Aujourd'hui, l'occupation est plus brutale, oui. Mais ce qui nous manque ce ne sont pas seulement les circonstances, mais la confiance interne, la légitimité du leadership, et la capacité d'organisation. Gérer la vie indépendamment de l'occupation n'est pas un retrait du conflit, mais une redéfinition de celui-ci : d'un affrontement militaire inégal à une bataille de résilience, d'organisation, de survie, et un engagement effectif avec les transformations bouleversantes de l'opinion publique internationale.

Un appel au mondequi entend la douleur de la Palestine

Il n'est plus possible de considérer la tragédie palestinienne comme un "conflit chronique" sans solutions, ou comme un affrontement équilibré entre deux parties qui "échouent ensemble". Cette description n'est pas seulement trompeuse, elle est aussi moralement réconfortante, car elle soulage la puissance de ses responsabilités et dépouille le droit international de son contenu. Les politiques justifiées au nom de la stabilité ou de la sécurité, du soutien inconditionnel à Israël, du silence réfléchi face à des violations graves ou du simple fait de gérer les crises humanitaires, ne préviennent pas l'explosion, mais la retardent et la rendent plus dévastatrice.
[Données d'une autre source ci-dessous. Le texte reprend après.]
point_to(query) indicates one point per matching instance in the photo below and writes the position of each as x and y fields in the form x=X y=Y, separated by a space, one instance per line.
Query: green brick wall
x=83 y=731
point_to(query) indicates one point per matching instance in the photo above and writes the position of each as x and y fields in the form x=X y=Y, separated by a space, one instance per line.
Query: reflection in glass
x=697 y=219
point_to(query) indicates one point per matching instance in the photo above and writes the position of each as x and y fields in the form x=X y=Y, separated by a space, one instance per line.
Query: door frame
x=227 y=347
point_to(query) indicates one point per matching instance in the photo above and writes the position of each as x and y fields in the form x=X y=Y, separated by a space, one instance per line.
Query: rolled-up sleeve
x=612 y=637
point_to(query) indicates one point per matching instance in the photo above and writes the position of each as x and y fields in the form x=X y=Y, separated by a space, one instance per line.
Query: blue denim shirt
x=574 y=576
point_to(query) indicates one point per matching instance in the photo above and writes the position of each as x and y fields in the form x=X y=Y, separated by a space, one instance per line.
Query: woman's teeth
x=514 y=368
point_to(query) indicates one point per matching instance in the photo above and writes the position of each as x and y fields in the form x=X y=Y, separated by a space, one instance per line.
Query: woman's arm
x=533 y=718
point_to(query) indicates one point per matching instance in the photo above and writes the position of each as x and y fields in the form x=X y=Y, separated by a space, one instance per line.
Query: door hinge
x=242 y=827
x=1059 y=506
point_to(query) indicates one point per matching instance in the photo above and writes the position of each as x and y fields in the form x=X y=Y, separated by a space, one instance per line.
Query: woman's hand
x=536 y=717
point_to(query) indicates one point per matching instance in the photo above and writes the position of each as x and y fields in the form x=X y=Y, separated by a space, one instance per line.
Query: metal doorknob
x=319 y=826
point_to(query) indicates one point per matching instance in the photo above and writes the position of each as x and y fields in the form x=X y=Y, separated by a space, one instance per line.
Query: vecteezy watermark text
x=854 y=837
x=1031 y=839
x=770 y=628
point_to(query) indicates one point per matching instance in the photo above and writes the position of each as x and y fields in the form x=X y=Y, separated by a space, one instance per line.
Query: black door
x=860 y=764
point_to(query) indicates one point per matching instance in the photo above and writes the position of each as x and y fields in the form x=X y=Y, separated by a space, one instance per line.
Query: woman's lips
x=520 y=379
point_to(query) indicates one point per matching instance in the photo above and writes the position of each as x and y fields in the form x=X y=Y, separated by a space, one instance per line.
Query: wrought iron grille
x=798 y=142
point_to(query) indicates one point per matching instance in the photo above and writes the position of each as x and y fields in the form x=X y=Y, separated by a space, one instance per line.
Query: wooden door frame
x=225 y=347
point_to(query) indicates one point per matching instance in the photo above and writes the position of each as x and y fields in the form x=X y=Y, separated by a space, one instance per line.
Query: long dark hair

L'absence de responsabilité ne produit pas de modération, et priver un peuple entier d'horizon ne génère pas de soumission, mais des formes plus désespérées et dangereuses de conflictualité. Si l'Occident est sérieux dans la défense d'un système international basé sur des règles, des valeurs et des principes humains, alors la Palestine n'est pas une exception, mais le test le plus évident de cette crédibilité. Et continuer à traiter les résultats humanitaires sans faire face aux causes politiques ne fera que reproduire le même cercle infernal que tout le monde prétend vouloir briser.

  1. La Palestine se trouve aujourd'hui face à deux options sans tiers :

Soit un consensus national qui réintroduit la politique comme un outil de sauvetage, soit une chute progressive où la cause nationale se transforme en un dossier humanitaire sans horizon politique. L'occupation cherche à imposer cette chute par la force, et le biais international facilite la tâche par le silence. Mais l'effondrement ne deviendra un destin que si cela est accepté par les Palestiniens. L'histoire, jusqu'à présent, n'a pas dit son dernier mot.

Cet article exprime l'opinion de son auteur et ne reflète pas nécessairement l'opinion de l'Agence de Presse Sada.